Przede wszystkim jednak chciałabym porzucić ten mylący dyskurs, w którym relacje Unii Europejskiej i jej państw członkowskich rozważa się w poprzez pryzmat pionowej hierarchii – albo więcej kompetencji dla UE, albo dla państw narodowych; albo więcej praw dla Parlamentu Europejskiego, albo dla niemieckiego Bundestagu. Chciałabym raczej byśmy zrozumieli, że wszyscy tworzymy Europę! Kwestią kluczową dzisiaj nie jest dalsza integracja, jako że Europa jest teraz prawie całkowicie zintegrowana w obszarze polityki gospodarczej i walutowej. Tak więc integracja europejska to słowa opisujące przeszłość, przyszłość natomiast to demokracja europejska. Problemem jest to, że integracja polityczna i społeczna nie nadążały za ekonomiczną; nie przystają więc do wspólnoty gospodarczej Europy.

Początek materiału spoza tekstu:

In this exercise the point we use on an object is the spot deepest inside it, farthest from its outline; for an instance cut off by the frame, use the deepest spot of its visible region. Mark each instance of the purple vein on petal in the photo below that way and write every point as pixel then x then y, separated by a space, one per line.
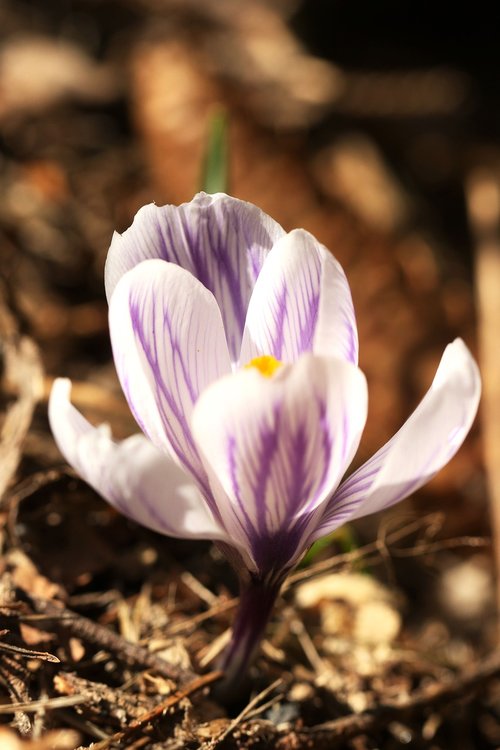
pixel 187 453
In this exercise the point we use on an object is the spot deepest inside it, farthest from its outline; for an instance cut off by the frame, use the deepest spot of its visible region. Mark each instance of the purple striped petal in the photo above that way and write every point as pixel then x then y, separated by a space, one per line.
pixel 133 476
pixel 423 445
pixel 301 303
pixel 168 345
pixel 222 241
pixel 275 448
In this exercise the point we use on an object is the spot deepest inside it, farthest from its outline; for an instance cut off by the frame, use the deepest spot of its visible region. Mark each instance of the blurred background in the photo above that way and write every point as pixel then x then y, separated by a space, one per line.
pixel 376 126
pixel 372 125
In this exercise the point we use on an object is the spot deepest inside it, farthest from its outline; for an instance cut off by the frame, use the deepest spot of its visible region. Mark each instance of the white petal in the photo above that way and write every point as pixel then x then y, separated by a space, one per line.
pixel 423 445
pixel 275 448
pixel 220 240
pixel 168 345
pixel 132 475
pixel 301 303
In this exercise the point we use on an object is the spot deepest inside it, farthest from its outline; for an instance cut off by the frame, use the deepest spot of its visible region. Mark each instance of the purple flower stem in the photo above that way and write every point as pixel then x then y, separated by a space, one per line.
pixel 257 598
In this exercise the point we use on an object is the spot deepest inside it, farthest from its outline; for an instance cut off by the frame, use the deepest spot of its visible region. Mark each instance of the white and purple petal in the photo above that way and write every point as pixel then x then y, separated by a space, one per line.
pixel 301 303
pixel 133 476
pixel 222 241
pixel 275 448
pixel 425 443
pixel 168 346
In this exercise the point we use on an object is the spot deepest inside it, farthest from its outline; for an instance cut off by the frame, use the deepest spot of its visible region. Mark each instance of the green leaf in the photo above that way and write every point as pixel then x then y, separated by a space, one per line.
pixel 215 164
pixel 344 537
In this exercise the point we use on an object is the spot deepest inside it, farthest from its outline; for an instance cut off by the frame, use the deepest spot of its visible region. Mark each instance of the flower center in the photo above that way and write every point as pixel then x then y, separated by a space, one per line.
pixel 266 365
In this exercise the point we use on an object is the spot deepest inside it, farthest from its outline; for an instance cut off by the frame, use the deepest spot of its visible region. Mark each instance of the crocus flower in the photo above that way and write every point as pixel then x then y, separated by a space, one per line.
pixel 236 347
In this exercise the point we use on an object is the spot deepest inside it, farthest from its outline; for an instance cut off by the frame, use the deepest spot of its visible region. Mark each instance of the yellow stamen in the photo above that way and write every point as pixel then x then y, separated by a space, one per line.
pixel 266 365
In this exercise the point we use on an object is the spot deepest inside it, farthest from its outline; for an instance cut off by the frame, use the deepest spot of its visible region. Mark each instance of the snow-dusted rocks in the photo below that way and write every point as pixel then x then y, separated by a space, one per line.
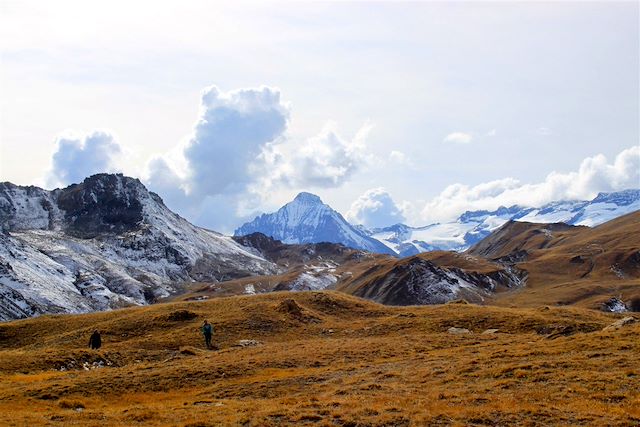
pixel 104 243
pixel 307 220
pixel 473 226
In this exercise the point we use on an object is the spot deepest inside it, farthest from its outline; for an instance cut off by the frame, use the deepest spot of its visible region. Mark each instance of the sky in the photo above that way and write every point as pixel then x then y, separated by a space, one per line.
pixel 390 112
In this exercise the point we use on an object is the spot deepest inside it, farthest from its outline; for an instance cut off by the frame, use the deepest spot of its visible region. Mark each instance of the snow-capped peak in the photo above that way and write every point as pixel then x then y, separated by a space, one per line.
pixel 307 198
pixel 307 220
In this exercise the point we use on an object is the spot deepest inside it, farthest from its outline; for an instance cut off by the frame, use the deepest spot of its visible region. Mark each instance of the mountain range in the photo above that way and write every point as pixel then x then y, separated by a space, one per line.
pixel 108 242
pixel 307 220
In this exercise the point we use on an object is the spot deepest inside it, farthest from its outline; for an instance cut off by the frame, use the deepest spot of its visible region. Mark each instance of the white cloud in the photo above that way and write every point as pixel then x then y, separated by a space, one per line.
pixel 77 156
pixel 239 153
pixel 375 208
pixel 459 137
pixel 544 131
pixel 323 161
pixel 594 175
pixel 232 130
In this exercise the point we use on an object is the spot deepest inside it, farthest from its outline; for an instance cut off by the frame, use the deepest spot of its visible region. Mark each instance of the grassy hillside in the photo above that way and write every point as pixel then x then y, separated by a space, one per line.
pixel 577 265
pixel 322 358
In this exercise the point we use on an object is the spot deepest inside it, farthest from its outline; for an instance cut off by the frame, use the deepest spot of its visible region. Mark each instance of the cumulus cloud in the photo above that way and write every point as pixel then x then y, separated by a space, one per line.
pixel 595 174
pixel 459 138
pixel 231 132
pixel 239 152
pixel 77 156
pixel 323 161
pixel 375 208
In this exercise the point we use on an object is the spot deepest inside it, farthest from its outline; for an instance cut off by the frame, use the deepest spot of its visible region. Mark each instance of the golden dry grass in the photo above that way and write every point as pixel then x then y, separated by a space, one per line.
pixel 341 361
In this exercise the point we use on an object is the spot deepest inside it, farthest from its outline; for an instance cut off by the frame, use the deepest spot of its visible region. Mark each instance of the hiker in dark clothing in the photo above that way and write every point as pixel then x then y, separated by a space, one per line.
pixel 207 331
pixel 95 341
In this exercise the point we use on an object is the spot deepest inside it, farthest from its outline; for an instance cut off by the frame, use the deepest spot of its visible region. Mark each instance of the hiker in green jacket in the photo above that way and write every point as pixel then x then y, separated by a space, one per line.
pixel 207 331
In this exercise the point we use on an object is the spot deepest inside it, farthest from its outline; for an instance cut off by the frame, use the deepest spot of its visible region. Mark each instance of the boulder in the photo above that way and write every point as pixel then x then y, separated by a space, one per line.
pixel 457 331
pixel 620 323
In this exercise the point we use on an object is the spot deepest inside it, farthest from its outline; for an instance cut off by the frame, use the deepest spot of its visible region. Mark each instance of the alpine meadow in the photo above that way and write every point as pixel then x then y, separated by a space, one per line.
pixel 313 213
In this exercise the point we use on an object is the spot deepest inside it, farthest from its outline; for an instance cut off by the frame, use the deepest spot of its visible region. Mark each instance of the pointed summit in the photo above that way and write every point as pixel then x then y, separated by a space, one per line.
pixel 307 220
pixel 308 198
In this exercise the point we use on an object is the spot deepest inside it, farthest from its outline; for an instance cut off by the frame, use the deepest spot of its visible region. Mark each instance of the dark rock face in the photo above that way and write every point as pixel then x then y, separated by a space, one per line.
pixel 104 243
pixel 102 204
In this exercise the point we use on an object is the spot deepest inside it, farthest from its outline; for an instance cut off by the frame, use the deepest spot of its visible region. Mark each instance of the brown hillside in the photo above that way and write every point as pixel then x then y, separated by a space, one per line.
pixel 582 265
pixel 322 358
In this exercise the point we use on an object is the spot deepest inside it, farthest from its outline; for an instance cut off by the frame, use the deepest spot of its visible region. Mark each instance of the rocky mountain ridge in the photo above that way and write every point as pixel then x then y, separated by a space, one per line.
pixel 104 243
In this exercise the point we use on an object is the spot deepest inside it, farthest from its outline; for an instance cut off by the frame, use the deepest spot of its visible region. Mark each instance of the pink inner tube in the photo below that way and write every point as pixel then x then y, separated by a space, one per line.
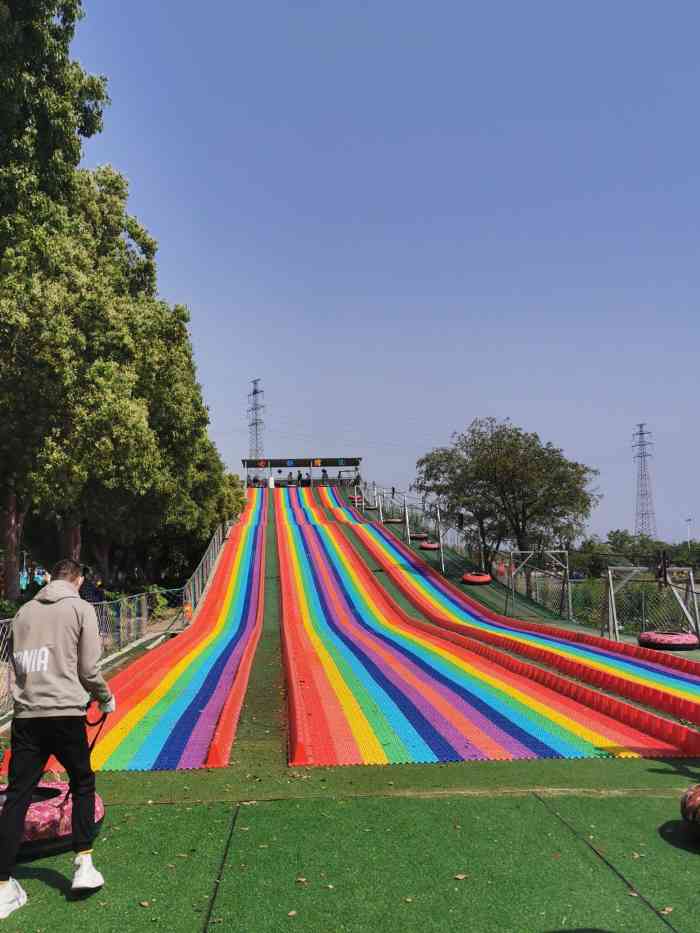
pixel 48 828
pixel 477 578
pixel 669 641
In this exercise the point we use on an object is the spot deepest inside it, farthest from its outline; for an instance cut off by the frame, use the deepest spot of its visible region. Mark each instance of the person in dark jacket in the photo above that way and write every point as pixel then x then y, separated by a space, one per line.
pixel 55 652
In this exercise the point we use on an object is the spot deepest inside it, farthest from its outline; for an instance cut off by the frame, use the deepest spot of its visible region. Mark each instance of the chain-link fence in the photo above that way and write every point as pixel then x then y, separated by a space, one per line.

Kluczową kwestią jest zatem budowanie transnarodowej demokracji europejskiej, wykraczającej poza państwa narodowe – jeżeli oczywiście wszyscy zgodzimy się, że nie mamy zamiaru wycofywać euro, ale także, że nie mamy ochoty by dalej żyć w „epoce potworów”.

Rzeczywistość europejskiego dyskursu: męskie państwa i republikańskie kobiety

5 krol

Granice przychodzą i odchodzą, lecz Europa pozostaje! Państwo, męski lewiatan, Stany Zjednoczone Europy – to przeszłość będąca rzeczywistością XX wieku. „Granice to były w latach osiemdziesiątych…” – takiego właśnie sloganu użyła na swoich plakatach Partia Piratów w wyborach do Parlamentu Europejskiego w 2014 r. Wizja Europy XXI wieku, którą proponuję to  Republika Europejska. Rzeczony projekt europejski musi sformułować się w ramach nowej koncepcji i dlatego – notabene – potrzebuje też nowej nazwy. Jako że obraz wyraża więcej niż tysiąc słów, pozwólcie mi zboczyć na ścieżki historii sztuki i kultury oraz wskazać kilka przykładów, na które natkniecie się podczas poszukiwań Europy w Internecie. Historia sztuki w szczególności zawiera potężną opowieść o Europie, którą możemy odkrywać.

6 kobita

Chciałabym zacząć od pokazania obrazu bogatego w znaczenia. Jest to przedstawienie Wolności, namalowane przez Arnolda Böcklina w 1891 r. Jak można łatwo dostrzec, wolność jest kobietą dzierżącą insygnia władzy: na jednej ręce jest orzeł – wcielenie doczesnej potęgi i zwierzę heraldyczne, które znajduje się na wielu flagach; w drugiej ręce trzyma natomiast gałąź palmową, synonim Res Publica Christiana. Ta wiecznie zielona roślina jest symbolem boskiej wszechmocy. Na obrazie to wolność rządzi światem. Stoi w chmurach, opierając się o skałę, a jej królestwo jest nieskończone, góruje  więc ponad granicami i narodami.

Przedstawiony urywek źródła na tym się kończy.